Supreme Court examines gerrymandering in the South
The Supreme Court seemed split and perplexed by a demand that Alabama redo its legislative redistricting plan because of its over-the-top emphasis on the race of the residents, according to the Washington Post.
Black officeholders and Democrats argued that the Republicans who run the state compiled minorities into districts that “allowed the election of African-American officials but reduced their influence elsewhere,” said the Post.
The Supreme Court’s history on gerrymandering cases is anything but clear.
“The Court has a complex history with gerrymandering cases. Sometimes they allow it, other times they don’t,” said Allan McBride, a political science professor and director of graduate studies.
During oral arguments, justices pointed out the irony of the case because minorities used to go to court the demand legislative redistricting using race so minorities could be represented in government. Justice Antonin Scalia mentioned that the Alabama Democratic Caucus, the plaintiff, was using the same arguments “the other side used to be making” when people were arguing for there to be districts that could be won by minorities.
Chief Justice Robert Roberts mentioned states encountered conflicting demands from Congress, who wants minorities represented through the Voting Rights Act and from constitutional protections against treating people differently because of race, reported Washington Post. Roberts said he sympathized with states trying to find the “sweet spot” between considering race too much or not considering the race factor enough.
Alabama claims that its plans were guided by a goal of making districts as similar to each other as possible, with respect to size, to comply with “one person, one vote.” They also claim that they are complying with the Voting Rights Act, which says states must have districts comprised of a majority of minorities when it is possible to allow minorities representatives.
It is unclear as to the final outcome of the case.
“At this point, it is just speculation,” McBride said. “The court may allow Alabama to have partisan districts, but they may also see through this (as racial discrimination).”
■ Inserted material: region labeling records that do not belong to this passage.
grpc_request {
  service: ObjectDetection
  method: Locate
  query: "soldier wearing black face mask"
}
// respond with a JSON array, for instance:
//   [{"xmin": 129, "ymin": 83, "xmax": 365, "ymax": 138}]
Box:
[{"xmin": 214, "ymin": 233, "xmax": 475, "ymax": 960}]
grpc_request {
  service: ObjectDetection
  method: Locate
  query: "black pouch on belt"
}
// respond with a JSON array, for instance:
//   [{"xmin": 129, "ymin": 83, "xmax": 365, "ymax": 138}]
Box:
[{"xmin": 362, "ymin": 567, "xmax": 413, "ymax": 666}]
“Political reapportionment, or gerrymandering, has transcended American elections since Virginian Anti-Federalists tried to keep James Madison out of the US House of Representatives,” said Nathan Barron, a freshman political science major. “The ideal situation would include a reapportionment committee with 50-50 representation from the majority and minority parties, so as to promote bi-partisan compromise,” Barron rejects the argument that the gerrymandering is intentional discrimination. “Reapportionment across political lines is not necessarily discrimination, but it sure is sound politics—for both the majority and minority parties,” he said.